Sunday, September 30, 2018

Old Town and Central Riga


Sunday, September 30
We found a short cut to the bridge and crossed the river to the Old Town for a morning walking tour of Riga’s old city.  A group of travelers from around the world gathered at St. Peter’s Church, whose spire can be seen all over town.  Edward, our young guide, provided a capsule summary of Latvian history, which closely parallels that of its neighbor to the north, Estonia, beginning with a 13th – century Crusade led by German knights and the Church to Christianize the pagan Baltic lands. Subsequent occupations by Sweden, Poland, Russia, Germany and Russia (again), broken up with a brief period of independence in the early 20th century have preceded the independent nations of today.  This history has produced nations whose current political incarnations are young, but whose human history is ancient. 

A good bit of medieval Riga was bombed during the World War II, so much has been either rebuilt or restored.  The ornately decorated Blackheads Hall, built in 1344 was totally levelled by both the Germans and later the Soviets; luckily, the blueprints survived and the current rebuild, begun in 1999, is evidently a faithful reproduction. 

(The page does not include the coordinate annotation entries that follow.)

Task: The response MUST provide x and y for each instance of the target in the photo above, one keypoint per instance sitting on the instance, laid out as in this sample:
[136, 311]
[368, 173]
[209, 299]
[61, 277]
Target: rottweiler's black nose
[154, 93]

As we wandered the narrow, VERY unevenly cobblestoned streets of the Old Town, Edward stopped to explain the significance of Riga’s Three Brothers.  Side by side, the group of three buildings is representative of a progression of household and commercial architecture.  From the 15th century warehouse-above-the living quarters to the late 17th century residential townhome, they also reflect the increasing importance of the trading economy in Riga. 

In the Dome Square, we saw not only the largest medieval church in the Baltics, but the large, rather barren surrounding square.  During Latvia’s interwar independence, the last Prime Minister harbored ambitions of dictatorial grandeur and felt that he needed a suitably large public space where he could address the gathered masses.  Accordingly, he had the residential buildings surrounding the cathedral razed, enabling him to exercise his inner Mussolini and Hitler.  And those were the good old days…

Our tour ended in front of the only remaining synagogue in Riga. Prior to the war, the city’s Jewish population numbered 85,000; 200 survived. The synagogue was spared because burning it would have endangered many other buildings in the tightly-packed Old Town. We visited the synagogue on our own to see its lovely, pale blue interior, lit by a large stained-glass skylight and decorated in the Art Nouveau style.

The Old Town is separated from the city center by a small canal bordered by lovely green parkland.  We had lunch along the canal and then walked to Central Riga to see a concentration of the city’s extensive number of Art Nouveau buildings in the neighborhood of Alberta iela (Street).  It was hard to keep our eyes on where we were walking, as we tied to take in every detail of the intricately decorated facades.



When we entered the Russian Orthodox Cathedral of the Nativity of Christ, we were struck by more than the soaring domes and candle-lit icons; there were baptisms in process and the sounds of the priest’s murmured prayers were no match for the howls of the wailing infants.

The nearby Freedom Monument towers over the canal and parkland in the middle of a wide boulevard.  The monument’s granite base displays large friezes of Latvian freedom fighters in battle and in song.  The green copper Lady Liberty high atop the monument holds aloft three gold stars representing Latvia’s three original cultural regions.  Erected in 1935, the monument survived the Soviet era, though during those decades it was off limits and anyone caught placing flowers or other tributes at the base were persecuted.

After a stop for coffee on this chilly and windy afternoon, we went to the nearby Museum of the Occupation of Latvia in its temporary digs along the Esplanade.  The exhibits cover the years of Soviet, Nazi and Soviet 2.0 occupations of Latvia when the horrors that were visited upon the Latvians was matched by their patriotism, resistance and perseverance.  Decades of oppression, deportation, relocation, forced labor, family separation, Germanification, Russification, and mass murder failed to quench their national spirit and resolve.  Resistance took many forms, armed and unarmed, overt and underground.   

Among the most powerful events in the freedom movement was the Baltic Way, or Baltic Chain.  In 1989, on the 50th anniversary of the German-Soviet treaty giving control of the Baltics to the Soviets, two million Estonians, Latvians and Lithuanians (about half of the native citizens of the three countries!!) joined hands in a human chain that stretched 420 miles from Tallinn, through Riga, to Vilnius, the capital of Lithuania.  The event drew world attention to the three nations’ solidarity, quest for freedom, and to the moral injustice of Soviet subjugation.  The Baltic movement coincided with other events and currents destabilizing the Soviet world order and within two years, all three Baltic countries had secured their independence.  

En route back to our apartment, as we walked past a simple monument – the impression of two bare footprints in stone on a spot where the Baltic Chain had passed – we considered the powers of oppression and resistance.  We couldn’t help but wonder how we would have fared had our own time and circumstance been different.  There’s much to learn in these small countries.